La Commission estime que la réussite de la revitalisation de la stratégie de Lisbonne est une priorité et, à cette fin, nous avons proposé dix priorités et nous avons envisagé comment améliorer la capacité de chaque État membre à mettre en œuvre la stratégie de Lisbonne en fonction de sa situation particulière, de telle sorte que nous puissions atteindre les objectifs qui font l’unanimité au sein de tous ces États et dans toute l’Union européenne. Ces objectifs n’ont pas été réduits dans la communication de la Commission et ont été confirmés tels qu’ils avaient été définis il y a cinq ans.
En ce qui concerne le pacte de stabilité, Monsieur le Président, je voudrais apporter quelques clarifications. Je crois que nous devrions tâcher de comprendre ce qui est en train de se produire ces jours-ci, au moment où le Conseil, avec le soutien de la Commission grâce à l’excellente coopération avec la présidence luxembourgeoise, tente de parvenir à un accord afin d’améliorer la façon dont nous appliquons les mécanismes de discipline budgétaire dans la pratique et afin de garantir que les objectifs poursuivis par le Traité, qui définit la stabilité budgétaire comme l’une des conditions de l’Union économique et monétaire, deviennent une réalité plus positive et tangible que ce n’est le cas pour l’instant.
Que faisons-nous? Premièrement, nous réitérons notre engagement ferme et clair envers les valeurs de référence inscrites dans le Traité. Les 3% sont inscrits dans le Traité et la Commission s’assurera que cette valeur de référence est respectée. Je voudrais préciser une fois encore, et je continuerai à le faire chaque fois que ce sera nécessaire, que ni la proposition de la Commission ni la position qui fait actuellement l’unanimité des ministres de l’Écofin ne proposent d’exclure du calcul du déficit quelconque catégorie de dépenses. Ce à quoi nous réfléchissons, conformément à l’article 104 du Traité, c’est aux facteurs importants qui devraient entrer en ligne de compte lorsque l’on analyse le pourquoi du déficit excessif et à ce qu’il conviendrait de faire pour restaurer l’équilibre et la durabilité des finances publiques, et ramener le niveau de déficit sous la valeur de référence.

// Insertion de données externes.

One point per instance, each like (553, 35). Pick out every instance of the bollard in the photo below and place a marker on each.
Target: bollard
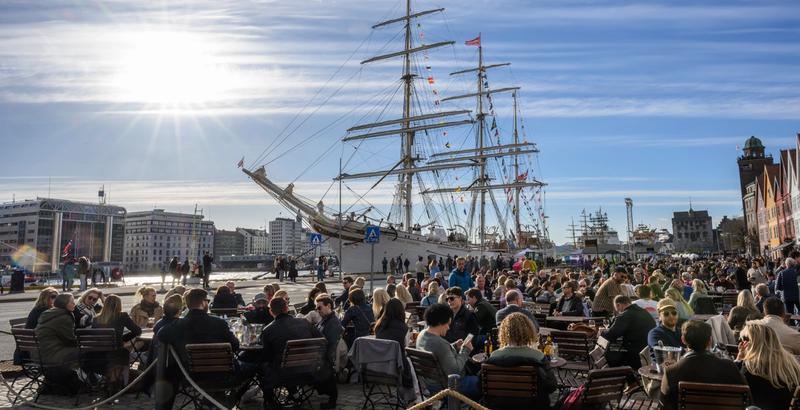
(162, 386)
(453, 381)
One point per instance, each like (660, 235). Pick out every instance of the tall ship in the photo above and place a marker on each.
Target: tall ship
(463, 181)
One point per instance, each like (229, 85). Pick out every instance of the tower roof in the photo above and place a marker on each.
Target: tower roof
(753, 143)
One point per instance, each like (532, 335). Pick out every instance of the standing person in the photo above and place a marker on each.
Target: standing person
(603, 303)
(293, 269)
(84, 267)
(208, 260)
(175, 270)
(185, 268)
(460, 277)
(421, 268)
(787, 284)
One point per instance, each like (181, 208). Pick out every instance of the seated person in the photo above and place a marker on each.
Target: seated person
(258, 312)
(464, 320)
(570, 303)
(147, 307)
(274, 339)
(667, 331)
(484, 311)
(223, 299)
(518, 337)
(631, 325)
(451, 357)
(360, 315)
(774, 310)
(699, 365)
(514, 305)
(770, 370)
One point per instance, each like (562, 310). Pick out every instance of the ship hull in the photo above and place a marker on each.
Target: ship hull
(355, 257)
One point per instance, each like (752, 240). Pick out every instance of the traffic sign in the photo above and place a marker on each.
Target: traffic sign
(372, 234)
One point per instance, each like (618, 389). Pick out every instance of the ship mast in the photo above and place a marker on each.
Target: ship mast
(408, 139)
(517, 228)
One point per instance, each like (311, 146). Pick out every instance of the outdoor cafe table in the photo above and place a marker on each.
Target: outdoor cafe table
(573, 319)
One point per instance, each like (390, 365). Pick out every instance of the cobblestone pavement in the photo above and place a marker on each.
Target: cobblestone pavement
(350, 397)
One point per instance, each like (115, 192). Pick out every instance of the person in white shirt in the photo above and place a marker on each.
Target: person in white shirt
(644, 301)
(773, 318)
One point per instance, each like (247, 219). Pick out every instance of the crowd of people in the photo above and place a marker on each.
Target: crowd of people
(660, 303)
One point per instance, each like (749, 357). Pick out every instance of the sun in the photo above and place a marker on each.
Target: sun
(171, 68)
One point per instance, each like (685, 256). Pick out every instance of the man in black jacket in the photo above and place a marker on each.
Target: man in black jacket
(698, 366)
(464, 321)
(274, 338)
(631, 325)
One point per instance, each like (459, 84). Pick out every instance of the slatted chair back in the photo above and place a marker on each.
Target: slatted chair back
(209, 358)
(795, 404)
(605, 385)
(20, 322)
(516, 384)
(426, 365)
(96, 340)
(229, 312)
(701, 396)
(303, 355)
(573, 345)
(25, 339)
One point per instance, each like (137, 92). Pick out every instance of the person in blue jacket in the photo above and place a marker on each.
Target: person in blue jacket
(460, 277)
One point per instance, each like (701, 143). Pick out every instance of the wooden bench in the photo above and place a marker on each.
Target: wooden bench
(509, 386)
(702, 396)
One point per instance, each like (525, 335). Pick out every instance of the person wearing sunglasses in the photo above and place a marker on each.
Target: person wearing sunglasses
(667, 331)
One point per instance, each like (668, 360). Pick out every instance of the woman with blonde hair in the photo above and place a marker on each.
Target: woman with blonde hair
(770, 370)
(685, 311)
(747, 301)
(518, 339)
(403, 294)
(146, 308)
(433, 294)
(379, 299)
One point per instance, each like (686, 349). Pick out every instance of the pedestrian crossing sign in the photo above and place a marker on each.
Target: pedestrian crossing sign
(372, 234)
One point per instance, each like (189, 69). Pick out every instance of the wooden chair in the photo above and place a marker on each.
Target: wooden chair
(701, 396)
(94, 348)
(795, 404)
(504, 387)
(211, 366)
(299, 365)
(229, 312)
(605, 386)
(576, 348)
(426, 366)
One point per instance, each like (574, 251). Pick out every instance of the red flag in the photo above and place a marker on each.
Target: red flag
(474, 42)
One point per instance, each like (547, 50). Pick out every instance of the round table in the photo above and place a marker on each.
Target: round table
(649, 372)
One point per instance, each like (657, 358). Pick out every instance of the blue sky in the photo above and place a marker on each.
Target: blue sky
(159, 100)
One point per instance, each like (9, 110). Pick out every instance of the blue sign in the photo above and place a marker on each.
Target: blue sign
(372, 234)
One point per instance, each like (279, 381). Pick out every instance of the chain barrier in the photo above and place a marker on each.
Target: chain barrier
(118, 394)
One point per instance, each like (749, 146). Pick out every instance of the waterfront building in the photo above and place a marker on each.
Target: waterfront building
(35, 233)
(693, 231)
(256, 242)
(228, 243)
(152, 238)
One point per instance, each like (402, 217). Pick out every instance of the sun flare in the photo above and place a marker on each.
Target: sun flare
(171, 69)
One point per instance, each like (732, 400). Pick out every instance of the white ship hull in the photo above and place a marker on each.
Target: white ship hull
(356, 260)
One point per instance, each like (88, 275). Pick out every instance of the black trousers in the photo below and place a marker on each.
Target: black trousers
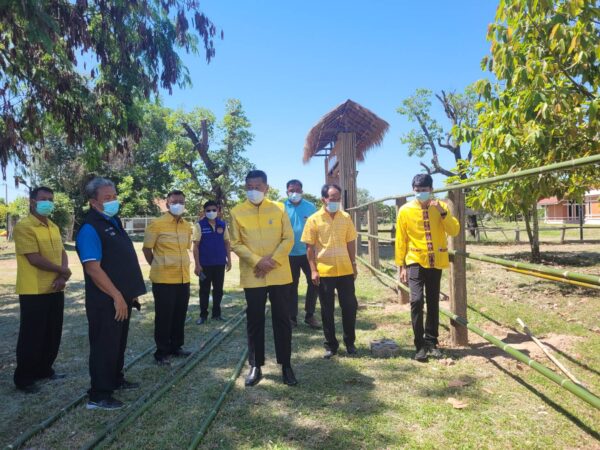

Il est possible de faire la distinction, comme nous sommes précisément en train de le faire dans ce débat, entre n’exclure aucune catégorie de dépenses et, en même temps, tenir compte de facteurs économiques, allant de la composition des dépenses publiques à la situation du cycle, en passant par les réformes structurelles en cours, afin de déterminer comment la partie préventive du pacte est appliquée, où en sont les finances publiques en termes d’équilibre à moyen et long terme ou, en termes de procédure des déficits excessifs, quelles recommandations sont véritablement efficaces pour qu’un pays en situation de déficit excessif puisse retrouver son équilibre budgétaire. À cette fin, il est extrêmement important, et c’est le deuxième élément-clé de notre discussion, d’empêcher une application du pacte qui entraînerait dans la pratique des politiques pro-cycliques, dans la partie tant préventive que corrective de la procédure concernant les déficits excessifs.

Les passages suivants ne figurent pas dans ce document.